In diesem Zusammenhang seien beispielhaft die Sicherheitsbeiwerte für die Standsicherheit genannt. Aktuell gibt es Diskrepanzen zwischen Fliegenden Bauten (nach DIN EN 13814/17872) und allgemeinem Hochbau (DIN EN 1990). Die bisherige Auslegungspraxis ist mehr ein Bauchgefühl zwischen diesen beiden Normen und den Faktoren 1,2 bis 1,5 für Wind beispielsweise. Hier schafft die neue Norm Klarheit, im Sinne der Branche. Das begrüße ich ausdrücklich.

Erfreulich ist in diesem Zusammenhang ebenfalls, dass für Gummi ein technisch vernünftiger Reibbeiwert (0,6) normativ festgeschrieben wird. Höhere Reibbeiwerte sind nach mehrheitlicher Meinung praktisch unrealistisch.

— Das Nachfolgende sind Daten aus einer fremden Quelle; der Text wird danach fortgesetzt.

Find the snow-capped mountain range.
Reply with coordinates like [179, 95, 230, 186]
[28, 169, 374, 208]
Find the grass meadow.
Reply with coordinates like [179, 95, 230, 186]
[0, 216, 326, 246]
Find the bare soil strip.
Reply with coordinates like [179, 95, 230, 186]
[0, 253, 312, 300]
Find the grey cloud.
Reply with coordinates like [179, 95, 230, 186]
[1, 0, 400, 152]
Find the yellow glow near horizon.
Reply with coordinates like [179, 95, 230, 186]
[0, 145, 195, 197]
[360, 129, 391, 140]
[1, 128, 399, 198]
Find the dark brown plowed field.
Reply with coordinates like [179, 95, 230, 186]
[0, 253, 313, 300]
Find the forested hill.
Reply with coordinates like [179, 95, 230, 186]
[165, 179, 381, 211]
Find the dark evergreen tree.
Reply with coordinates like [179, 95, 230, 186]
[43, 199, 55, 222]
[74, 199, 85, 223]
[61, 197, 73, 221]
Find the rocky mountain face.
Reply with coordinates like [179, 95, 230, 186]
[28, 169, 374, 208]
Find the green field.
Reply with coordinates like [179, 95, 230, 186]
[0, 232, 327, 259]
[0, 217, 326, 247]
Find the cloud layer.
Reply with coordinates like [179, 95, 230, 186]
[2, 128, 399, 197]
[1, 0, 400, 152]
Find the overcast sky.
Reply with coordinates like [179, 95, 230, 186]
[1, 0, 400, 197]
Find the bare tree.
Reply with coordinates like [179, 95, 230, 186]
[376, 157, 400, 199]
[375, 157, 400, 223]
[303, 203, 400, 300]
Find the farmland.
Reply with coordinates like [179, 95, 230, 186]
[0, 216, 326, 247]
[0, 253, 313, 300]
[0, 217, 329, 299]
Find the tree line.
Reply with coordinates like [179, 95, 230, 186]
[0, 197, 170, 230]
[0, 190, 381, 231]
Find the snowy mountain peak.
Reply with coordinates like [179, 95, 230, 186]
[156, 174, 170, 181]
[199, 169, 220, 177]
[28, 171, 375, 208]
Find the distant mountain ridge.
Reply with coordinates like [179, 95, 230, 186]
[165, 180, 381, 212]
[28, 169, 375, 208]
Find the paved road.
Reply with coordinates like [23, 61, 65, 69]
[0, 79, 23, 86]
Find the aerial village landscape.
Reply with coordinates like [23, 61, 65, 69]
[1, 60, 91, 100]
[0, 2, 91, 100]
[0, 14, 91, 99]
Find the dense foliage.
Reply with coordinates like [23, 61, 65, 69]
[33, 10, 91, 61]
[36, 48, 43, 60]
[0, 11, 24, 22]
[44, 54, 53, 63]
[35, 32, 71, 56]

Erfreulich ist ebenso, dass die Norm bezüglich teilweise geschlossener Bauwerke wie z.B. Bühnen die Ansätze der früheren DIN 1055 übernommen hat. Vergleichbare und einfach anzuwendende Ansätze fehlen in der DIN EN 1991-1-4. Zwar gibt es bezüglich „Innendruck“ Regelungen, welche sich aber in unserer Praxis nicht bewährt haben.

Was ist durchwachsen:

Der Anwendungsbereich der Norm ist teilweise unklar. Insbesondere, wenn es um Aufbauten drinnen geht. Die Frage, ob Messestände, Riggs und Dekorationsbauten im Theater dazu zählen wird nicht beantwortet, obwohl sie sicher unter die Norm fallen sollen. Die Norm sagt pauschal, dass sie draußen und drinnen gelte, nennt plausible Beispiele für draußen, aber kein einziges für drinnen. Die Ergänzung oben genannter Beispiele ist daher geboten.

Kapitel 6.2.3.3 möchte für Bauteile wie Spanngurte und mutmaßlich anderem Material aus dem Bereich der Ladungssicherung (mutmaßlich EN 121954-3) Sicherheitsfaktoren definieren, um diese Bauteile in Veranstaltungsbauten zu legitimieren. Es wird dabei aber übersehen, dass identisches Material wie z.B. Ketten im Hebezeugbetrieb und bei Ladungsicherung unterschiedliche Sicherheitsfaktoren besitzen (Betriebskoeffizient 4 vs. 2). Gut hieran ist prinzipiell der Versuch, ein einheitliches Bemessungsniveau zu schaffen und im Gegensatz zur DIN 13814 hier auf dem Bemessungsniveau zu bleiben. Ein Wermutstropfen ist allerdings, dass der Absatz suggeriert, Spanngurte wären auf einmal pauschal OK in Eventstrukturen. Das sehe ich etwas differenzierter. An der Rondellstange eines Zirkuszeltes ist ein Spanngurt akzeptabel. Im Windverband einer Bühne indiskutabel. Das sollte eine Lehre aus dem Indiana State Fair Unfall 2011 sein. Bei Ketten geht die Norm über die Anforderungen der Maschinenrichtlinie oder auch der DIN EN 13814 teilweise hinaus, wobei eine saubere und einheitliche Anwendung hier wünschenswert wäre.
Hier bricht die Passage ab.